O'REILLY: Why do you think he does this stuff? He is smart enough to know the perception is going to be guys like you and me we're going to say what are you playing golf for when you have a crisis in this area. He knows that. What why does he do it?

KRAUTHAMMER: I think it's kind of arrogance. He thinks he actually has a good foreign policy. I think he's semi-delusional about the results of these five years. There is not a spot in the world -- you can go from Syria to Libya to Iran to China, to Russia, to Ukraine -- where the United States is not worse off, less regarded, considered weak than it was five years ago. This is a completely failed foreign policy. And he seems radically unaware of that.

O'REILLY: Do you -- is it all about power? Because Cheney and Bush were very aggressive, they were aggressive in foreign policy. I mean "don't mess with us". Yet it didn't really work to our advantage because we -- some would say and I think there is a point to be made here. They were overly aggressive, particularly in Iraq. Or is there something else that a President has to have to make other people respect this country?

See look, I agree that we're not better off foreign policy wise than we were when President Obama took office.

KRAUTHAMMER: We're worse off. We are a lot worse off.

O'REILLY: Ok. And I don't think there is much argument there, I really don't. He tried the kinder, gentler, he tried the we are all in it together -- it didn't work. It's not working all right. It's not working in Afghanistan, it's not working at Syria. Not working in North Korea. It's not working. All right?

But I don't know if you get a bellicose guy like Cheney back whether that's going to make any difference these days.

KRAUTHAMMER: Well let me give you one example. The other President who was rather weak in his foreign policy was Jimmy Carter until the Russians invaded Afghanistan. At which point the scales fell from Jimmy Carter's eyes. You remember what Carter did right away? He imposed a grain embargo on the Soviets. He boycotted the Olympics. And the most important step he did is he sent Brzezinski to the Khyber Pass carrying a rifle and then increased hugely the amount of USAID to the Mujahedeen which would in the decade bled Russia dry until it limped out of Afghanistan.

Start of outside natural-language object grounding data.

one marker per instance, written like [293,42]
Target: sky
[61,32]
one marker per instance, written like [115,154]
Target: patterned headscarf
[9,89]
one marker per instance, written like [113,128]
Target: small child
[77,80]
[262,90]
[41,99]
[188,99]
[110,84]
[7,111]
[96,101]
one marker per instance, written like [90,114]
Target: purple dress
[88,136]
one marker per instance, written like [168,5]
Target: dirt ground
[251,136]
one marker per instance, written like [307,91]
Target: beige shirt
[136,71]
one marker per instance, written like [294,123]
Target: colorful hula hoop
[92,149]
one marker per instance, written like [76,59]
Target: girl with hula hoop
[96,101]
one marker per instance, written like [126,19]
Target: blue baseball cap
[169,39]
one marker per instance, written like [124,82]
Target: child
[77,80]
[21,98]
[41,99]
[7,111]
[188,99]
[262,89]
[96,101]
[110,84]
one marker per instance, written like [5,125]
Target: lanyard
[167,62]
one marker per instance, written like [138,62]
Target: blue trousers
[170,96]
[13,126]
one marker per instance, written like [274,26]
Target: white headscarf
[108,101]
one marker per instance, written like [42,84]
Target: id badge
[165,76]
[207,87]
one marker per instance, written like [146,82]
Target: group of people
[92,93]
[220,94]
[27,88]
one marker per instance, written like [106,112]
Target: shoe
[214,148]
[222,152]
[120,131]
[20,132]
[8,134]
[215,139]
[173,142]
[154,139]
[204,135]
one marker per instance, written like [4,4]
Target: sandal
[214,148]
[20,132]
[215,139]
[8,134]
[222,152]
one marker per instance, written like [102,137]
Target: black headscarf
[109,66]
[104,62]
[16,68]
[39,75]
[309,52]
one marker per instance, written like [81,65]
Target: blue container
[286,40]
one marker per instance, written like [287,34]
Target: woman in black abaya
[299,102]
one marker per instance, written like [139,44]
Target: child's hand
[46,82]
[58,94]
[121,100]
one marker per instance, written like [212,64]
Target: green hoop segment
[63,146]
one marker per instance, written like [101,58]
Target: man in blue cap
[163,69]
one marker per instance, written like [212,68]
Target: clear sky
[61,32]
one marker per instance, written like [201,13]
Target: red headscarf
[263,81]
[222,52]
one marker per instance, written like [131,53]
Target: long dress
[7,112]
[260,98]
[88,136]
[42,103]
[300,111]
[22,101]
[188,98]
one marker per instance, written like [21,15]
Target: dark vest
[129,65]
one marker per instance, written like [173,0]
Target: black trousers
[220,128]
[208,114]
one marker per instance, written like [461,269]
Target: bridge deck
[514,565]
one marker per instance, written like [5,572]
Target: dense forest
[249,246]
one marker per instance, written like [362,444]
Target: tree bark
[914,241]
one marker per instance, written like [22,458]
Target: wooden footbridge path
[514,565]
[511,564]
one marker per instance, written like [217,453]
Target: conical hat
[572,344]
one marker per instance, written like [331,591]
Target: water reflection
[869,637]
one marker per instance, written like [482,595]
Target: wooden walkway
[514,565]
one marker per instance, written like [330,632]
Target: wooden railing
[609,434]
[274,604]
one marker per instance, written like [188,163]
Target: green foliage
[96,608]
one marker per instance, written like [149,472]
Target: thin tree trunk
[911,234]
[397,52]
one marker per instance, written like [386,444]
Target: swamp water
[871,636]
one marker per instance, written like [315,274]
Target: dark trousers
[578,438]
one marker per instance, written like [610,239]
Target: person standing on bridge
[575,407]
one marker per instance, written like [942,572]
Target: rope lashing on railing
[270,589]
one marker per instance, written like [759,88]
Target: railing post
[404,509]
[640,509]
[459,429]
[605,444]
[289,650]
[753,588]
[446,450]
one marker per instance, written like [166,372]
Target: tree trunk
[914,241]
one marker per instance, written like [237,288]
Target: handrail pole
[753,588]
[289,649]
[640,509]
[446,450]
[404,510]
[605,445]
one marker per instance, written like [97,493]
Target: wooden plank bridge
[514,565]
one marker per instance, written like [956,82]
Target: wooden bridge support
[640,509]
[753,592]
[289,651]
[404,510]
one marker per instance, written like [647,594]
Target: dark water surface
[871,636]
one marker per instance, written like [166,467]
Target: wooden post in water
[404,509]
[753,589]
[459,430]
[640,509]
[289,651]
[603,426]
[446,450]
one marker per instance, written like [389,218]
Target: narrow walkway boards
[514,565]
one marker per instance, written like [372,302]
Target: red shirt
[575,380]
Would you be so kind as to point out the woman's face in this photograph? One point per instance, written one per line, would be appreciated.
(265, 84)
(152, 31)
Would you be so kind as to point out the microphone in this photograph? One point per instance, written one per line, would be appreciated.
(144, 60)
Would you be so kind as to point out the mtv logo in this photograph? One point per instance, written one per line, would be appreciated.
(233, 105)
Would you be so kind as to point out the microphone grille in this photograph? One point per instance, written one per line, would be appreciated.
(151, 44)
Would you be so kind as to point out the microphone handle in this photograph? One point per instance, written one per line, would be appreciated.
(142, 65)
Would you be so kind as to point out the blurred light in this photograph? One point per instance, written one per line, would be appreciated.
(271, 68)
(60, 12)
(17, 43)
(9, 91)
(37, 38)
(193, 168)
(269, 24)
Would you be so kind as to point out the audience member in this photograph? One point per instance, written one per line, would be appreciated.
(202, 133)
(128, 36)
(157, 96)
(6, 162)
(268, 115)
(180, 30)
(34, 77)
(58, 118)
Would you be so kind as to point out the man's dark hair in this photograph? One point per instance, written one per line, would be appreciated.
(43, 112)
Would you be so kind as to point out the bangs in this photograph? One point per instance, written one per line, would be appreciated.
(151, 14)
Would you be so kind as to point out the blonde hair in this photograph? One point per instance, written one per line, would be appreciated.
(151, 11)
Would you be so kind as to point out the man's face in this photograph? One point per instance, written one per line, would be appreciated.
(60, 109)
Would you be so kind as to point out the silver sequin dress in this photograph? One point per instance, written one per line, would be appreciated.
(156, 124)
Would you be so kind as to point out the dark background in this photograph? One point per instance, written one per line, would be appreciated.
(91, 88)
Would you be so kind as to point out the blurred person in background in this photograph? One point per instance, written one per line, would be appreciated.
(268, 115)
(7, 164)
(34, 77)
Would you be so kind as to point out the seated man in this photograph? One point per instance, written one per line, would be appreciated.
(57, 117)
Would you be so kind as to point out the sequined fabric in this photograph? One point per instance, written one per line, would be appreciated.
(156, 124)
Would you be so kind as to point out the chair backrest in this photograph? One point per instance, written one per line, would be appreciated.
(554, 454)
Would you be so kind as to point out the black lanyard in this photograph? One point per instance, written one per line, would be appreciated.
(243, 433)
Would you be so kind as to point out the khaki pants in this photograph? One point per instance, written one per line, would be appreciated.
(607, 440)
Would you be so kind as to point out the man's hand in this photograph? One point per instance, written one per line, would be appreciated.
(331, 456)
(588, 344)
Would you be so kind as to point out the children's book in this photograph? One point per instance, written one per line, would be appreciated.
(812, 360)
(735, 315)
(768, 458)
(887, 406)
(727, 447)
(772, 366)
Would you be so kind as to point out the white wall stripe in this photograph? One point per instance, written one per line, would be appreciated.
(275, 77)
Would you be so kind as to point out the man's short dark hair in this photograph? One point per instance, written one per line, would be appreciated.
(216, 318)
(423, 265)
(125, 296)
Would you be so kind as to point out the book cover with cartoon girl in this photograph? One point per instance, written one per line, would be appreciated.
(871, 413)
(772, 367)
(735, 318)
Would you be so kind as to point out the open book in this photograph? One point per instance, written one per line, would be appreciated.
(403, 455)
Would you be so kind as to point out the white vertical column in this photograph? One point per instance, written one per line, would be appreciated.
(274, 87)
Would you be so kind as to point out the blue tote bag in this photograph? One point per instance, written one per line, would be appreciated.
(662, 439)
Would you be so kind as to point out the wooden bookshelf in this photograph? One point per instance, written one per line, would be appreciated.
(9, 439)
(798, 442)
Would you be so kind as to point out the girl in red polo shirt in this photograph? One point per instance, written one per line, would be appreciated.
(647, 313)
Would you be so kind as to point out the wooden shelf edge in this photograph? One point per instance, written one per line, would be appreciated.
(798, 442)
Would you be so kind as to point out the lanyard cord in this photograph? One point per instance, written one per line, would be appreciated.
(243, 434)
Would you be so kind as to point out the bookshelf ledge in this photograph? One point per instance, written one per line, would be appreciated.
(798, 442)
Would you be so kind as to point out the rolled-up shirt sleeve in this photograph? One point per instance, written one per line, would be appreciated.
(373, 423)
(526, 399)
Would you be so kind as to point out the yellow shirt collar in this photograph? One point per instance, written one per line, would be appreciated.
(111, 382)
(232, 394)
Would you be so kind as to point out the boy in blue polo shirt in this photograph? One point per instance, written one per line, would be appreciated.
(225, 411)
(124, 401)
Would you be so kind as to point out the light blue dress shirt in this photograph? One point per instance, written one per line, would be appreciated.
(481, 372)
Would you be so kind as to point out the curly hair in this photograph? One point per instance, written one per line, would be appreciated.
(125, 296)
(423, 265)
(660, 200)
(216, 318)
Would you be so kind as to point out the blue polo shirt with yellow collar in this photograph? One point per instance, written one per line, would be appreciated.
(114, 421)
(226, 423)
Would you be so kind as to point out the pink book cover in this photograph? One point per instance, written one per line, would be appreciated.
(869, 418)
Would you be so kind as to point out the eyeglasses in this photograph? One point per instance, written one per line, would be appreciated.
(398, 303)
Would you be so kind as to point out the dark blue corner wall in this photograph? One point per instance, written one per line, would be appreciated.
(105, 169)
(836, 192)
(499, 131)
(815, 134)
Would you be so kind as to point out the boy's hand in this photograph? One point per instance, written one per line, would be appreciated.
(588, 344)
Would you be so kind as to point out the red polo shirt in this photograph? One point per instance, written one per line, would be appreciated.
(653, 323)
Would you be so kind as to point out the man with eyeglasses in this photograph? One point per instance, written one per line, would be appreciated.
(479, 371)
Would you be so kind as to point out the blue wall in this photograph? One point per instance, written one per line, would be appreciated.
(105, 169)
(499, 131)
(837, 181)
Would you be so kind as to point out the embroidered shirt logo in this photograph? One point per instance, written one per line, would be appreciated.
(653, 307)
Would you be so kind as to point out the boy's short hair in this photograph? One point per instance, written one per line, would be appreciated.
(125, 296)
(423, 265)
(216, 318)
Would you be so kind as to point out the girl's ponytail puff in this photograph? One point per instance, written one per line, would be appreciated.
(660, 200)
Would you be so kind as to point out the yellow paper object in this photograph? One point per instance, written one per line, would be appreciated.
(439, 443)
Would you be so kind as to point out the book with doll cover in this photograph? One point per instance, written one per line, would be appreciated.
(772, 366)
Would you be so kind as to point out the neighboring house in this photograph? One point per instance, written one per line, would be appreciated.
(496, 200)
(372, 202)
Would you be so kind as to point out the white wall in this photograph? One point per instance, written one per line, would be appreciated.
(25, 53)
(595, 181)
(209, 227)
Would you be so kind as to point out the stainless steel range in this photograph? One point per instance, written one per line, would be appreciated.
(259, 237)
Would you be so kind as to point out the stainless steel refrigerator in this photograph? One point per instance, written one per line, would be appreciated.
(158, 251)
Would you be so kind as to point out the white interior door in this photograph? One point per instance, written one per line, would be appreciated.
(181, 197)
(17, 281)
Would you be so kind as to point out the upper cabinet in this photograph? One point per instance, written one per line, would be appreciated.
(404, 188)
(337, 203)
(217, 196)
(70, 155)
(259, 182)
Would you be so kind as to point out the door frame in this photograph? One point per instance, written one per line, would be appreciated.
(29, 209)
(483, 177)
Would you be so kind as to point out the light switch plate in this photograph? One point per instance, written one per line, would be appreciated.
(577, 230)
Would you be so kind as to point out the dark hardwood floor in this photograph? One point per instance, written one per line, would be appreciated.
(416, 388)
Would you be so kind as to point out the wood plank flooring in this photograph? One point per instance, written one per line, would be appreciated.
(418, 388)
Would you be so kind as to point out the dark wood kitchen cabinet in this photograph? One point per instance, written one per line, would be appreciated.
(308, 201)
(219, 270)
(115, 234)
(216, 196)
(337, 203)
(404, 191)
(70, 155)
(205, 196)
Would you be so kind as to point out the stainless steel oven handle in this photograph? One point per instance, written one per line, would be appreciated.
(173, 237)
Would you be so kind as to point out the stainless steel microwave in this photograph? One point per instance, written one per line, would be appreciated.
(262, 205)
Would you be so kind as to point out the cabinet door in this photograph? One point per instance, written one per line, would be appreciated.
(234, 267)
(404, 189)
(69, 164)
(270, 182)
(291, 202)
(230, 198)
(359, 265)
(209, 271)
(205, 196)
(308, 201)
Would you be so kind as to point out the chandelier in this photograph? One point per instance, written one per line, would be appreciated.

The problem today and what really scares me is that given the same kind of shock watching Russia invade another country, Obama's scales remain on his eyes. The stuff he has been saying -- this is 19th century behavior in the 21st century as if a turn of the calendar has changed human nature and the (inaudible) international system is now a gentleman's club is absurd. It's what he said in his first U.N. speech. You could attribute that to being naive.

But he's been around now for five years. He sees the wages of weakness and he does not understand that he is now feeding the bear.

O'REILLY: All right. Well, he's got to do something. The vote in Crimea is already, we know, the fix is in -- it's on Sunday. And you expect something done after that -- soon after that.

All right Charles, as always, thank you. And the doctor's book, "Things that Matter" still a mega best seller.